# Those pesky receipts...



## wka (Sep 18, 2009)

As I'm sure everyone knows by now, those of us who pay taxes in Greece are supposed to collect all of our receipts this year, for next year's taxes (or face a considerable fine). I found a website which is easy to use that allows you to enter the important info from the receipts, so if they fade over the course of the year, you'll have them; and it sorts things by date, type, and keeps running totals so you'll have an idea of how you're doing on your way to hitting the percentage you need.

There are actually several programs/websites of this type, I'm not sure this is the best one, but it's the one that I started using and so far it's been really simple to use, and it confirms the accuracy of the ΦΠΑ which is helpful. My-Money

Even if you do use one of these programs/sites, you _still have to hold onto all your receipts!_ So don't just enter them and then throw them away!
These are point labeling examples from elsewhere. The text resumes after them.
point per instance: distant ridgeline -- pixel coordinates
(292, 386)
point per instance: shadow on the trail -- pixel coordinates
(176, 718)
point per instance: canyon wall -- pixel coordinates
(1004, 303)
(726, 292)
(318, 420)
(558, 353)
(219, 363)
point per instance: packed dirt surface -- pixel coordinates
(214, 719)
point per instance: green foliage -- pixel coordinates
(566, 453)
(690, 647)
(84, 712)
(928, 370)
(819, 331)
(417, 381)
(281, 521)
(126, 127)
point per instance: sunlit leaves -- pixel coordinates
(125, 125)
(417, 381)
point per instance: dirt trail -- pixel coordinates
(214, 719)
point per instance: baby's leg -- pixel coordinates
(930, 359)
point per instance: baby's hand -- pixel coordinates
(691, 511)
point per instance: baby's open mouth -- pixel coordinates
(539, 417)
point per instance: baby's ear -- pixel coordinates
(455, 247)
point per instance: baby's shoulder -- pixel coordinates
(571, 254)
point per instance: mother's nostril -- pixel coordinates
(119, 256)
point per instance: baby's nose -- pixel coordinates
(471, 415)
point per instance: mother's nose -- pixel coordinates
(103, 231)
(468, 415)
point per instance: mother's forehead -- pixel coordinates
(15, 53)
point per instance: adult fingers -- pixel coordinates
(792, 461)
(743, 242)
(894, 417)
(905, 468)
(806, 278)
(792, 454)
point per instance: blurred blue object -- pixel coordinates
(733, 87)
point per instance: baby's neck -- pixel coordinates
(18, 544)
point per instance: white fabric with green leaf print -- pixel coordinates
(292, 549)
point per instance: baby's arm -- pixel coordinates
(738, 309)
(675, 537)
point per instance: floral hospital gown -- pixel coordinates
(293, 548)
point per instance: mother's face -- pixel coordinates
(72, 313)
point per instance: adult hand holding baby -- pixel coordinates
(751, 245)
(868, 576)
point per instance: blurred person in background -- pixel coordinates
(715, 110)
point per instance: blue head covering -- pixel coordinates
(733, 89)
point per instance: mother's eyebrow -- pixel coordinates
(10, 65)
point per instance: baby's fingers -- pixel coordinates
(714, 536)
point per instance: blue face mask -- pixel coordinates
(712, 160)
For a simple explanation of what counts and what doesn't, how much in receipts each tax bracket needs to produce, ...too bad, I haven't found one yet! Hopefully there will be some very clear instructions soon, as it's already the 3rd month of the year!

Incidentally, I have had a hard time identifying the "receipt number" on some receipts. If you find anything that says Α/Α, Αυξ. Αριθ., or something like that, that is the right number; or just look for a # sign, or just rule out as many irrelevant numbers and take a wild guess from the ones that remain.

Happy receipt-collecting to all!


----------



## Silvie (Mar 3, 2010)

Thank you for the tip, I already have a box full of receipts and it is only the beginning of March. I will do this with the program, because I was already wondering who on earth is going to sort them out, but I suppose that would have been me anyways.


----------



## Silvie (Mar 3, 2010)

Hello again, 

I just have a quick question. How do you enter the receipts that you pay at EΛΤΑ but they are actually for some other company?


----------



## wka (Sep 18, 2009)

I don't know... I don't have any of those!


----------



## priggipisa (Mar 8, 2010)

Thanks for the tip, will check the website out. I dread doing this. I'd like to know who on earth will be paid to look through all these logs & receipts afterall there is a crisis going on -can they afford to pay that many people? sorry just venting some of my frustration w/the decision. The website sounds great, because unfortunately many of the receipts do become practically invisible after a couple months. Thanks )


----------